Marina d’Asilah : projet de 510 MDH en panne

18 mois après la signature de la convention d’investissement, rien n’a été fait à ce jour

L’Etat s’apprête à envoyer une mise en demeure à la société italienne SOIPA.

Le comité de suivi des conventions émanant de la commission interministérielle des investissements n’accorde plus de répit aux opérateurs qui tardent à honorer leurs engagements. Le précédent créé par le groupe Dallah Al Baraka, qui avait tardé à commencer les travaux au niveau de la station balnéaire de Taghazout (Agadir), et qui s’était vu accorder deux reports avant de se faire évincer du projet, aura servi de leçon. La Société italienne pour le port d’Asilah (SOIPA) n’aura pas de délai. Elle sera, dans les jours à venir, mise en demeure par l’Etat. Et pour cause, SOIPA avait signé en juillet 2003 une convention d’investissement avec le gouvernement marocain pour la réalisation de la marina d’Asilah. Comme le stipule la convention, la société italienne devait réaliser, en plus de la marina, deux hôtels 5 et 4 étoiles d’une capacité de 200 chambres chacun, un centre commercial, un amphithéâtre, un centre médical ainsi que les infrastructures concernant le port de plaisance et le port de pêche (quais, chantier naval, yacht-club…). Montant de l’investissement : 510 MDH avec, à la clé, la création de 700 emplois. En vertu de l’accord passé avec le gouvernement, la société italienne SOIPA disposait d’un délai de 36 mois pour réaliser son projet. Mais le fait est qu’aujourd’hui, et près de 18 mois après la signature de ladite convention, rien de concret n’a été fait. Selon des sources gouvernementales, «le comité de suivi des investissements a tenté de relancer à plusieurs reprises les dirigeants de SOIPA». Mais, à chaque fois, «ils nous répondaient qu’ils étaient encore au stade de négociations avec des bailleurs de fonds et des experts techniques pour la réalisation du projet».

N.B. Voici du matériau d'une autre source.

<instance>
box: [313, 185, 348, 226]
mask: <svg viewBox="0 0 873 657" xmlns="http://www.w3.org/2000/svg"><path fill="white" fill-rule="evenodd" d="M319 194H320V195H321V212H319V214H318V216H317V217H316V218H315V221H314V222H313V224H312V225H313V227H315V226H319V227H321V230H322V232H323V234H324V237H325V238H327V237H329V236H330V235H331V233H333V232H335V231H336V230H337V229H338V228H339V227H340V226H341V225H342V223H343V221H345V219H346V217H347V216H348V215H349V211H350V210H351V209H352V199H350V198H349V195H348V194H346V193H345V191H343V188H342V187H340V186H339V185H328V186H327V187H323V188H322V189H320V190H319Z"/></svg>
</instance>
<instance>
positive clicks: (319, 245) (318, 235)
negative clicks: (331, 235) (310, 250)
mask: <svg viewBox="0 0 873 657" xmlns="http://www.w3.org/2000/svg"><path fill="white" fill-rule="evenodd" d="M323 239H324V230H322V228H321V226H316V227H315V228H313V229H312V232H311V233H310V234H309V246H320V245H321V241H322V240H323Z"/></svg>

La décision de mise en demeure devrait être validée le 31 janvier
Après plusieurs mois d’attente, le comité de suivi a décidé de prendre les mesures qui s’imposent. En effet lors d’une réunion tenue en septembre dernier, les membres du comité ont décidé de procéder aux dernières relances avant la mise en demeure. Aujourd’hui, ils se préparent à passer à l’acte. Un membre de la commission explique, en effet, que «cette mesure est fondée sur l’article 27 de ladite convention qui stipule expressément que le gouvernement se réserve le droit de mettre en demeure l’investisseur en cas de retard dans l’exécution du projet».
Mais si, légalement, leur décision est largement justifiée, les membres du comité de suivi ont préféré, dans le cas spécifique de SOIPA, soumettre la mise en demeure à l’aval de la commission présidée par le premier ministre. La raison en est que «la société italienne avait été démarchée par un membre du gouvernement actuel», révèle une source au sein de la commission. La décision de mettre en demeure la SOIPA devrait logiquement être validée par le premier ministre au cours de la réunion de la commission des investissements prévue le lundi 31 janvier.

Les membres du comité de suivi ont préféré soumettre la mise en demeure à l’aval du premier ministre. En effet, la société italienne avait été démarchée par un membre du gouvernement actuel.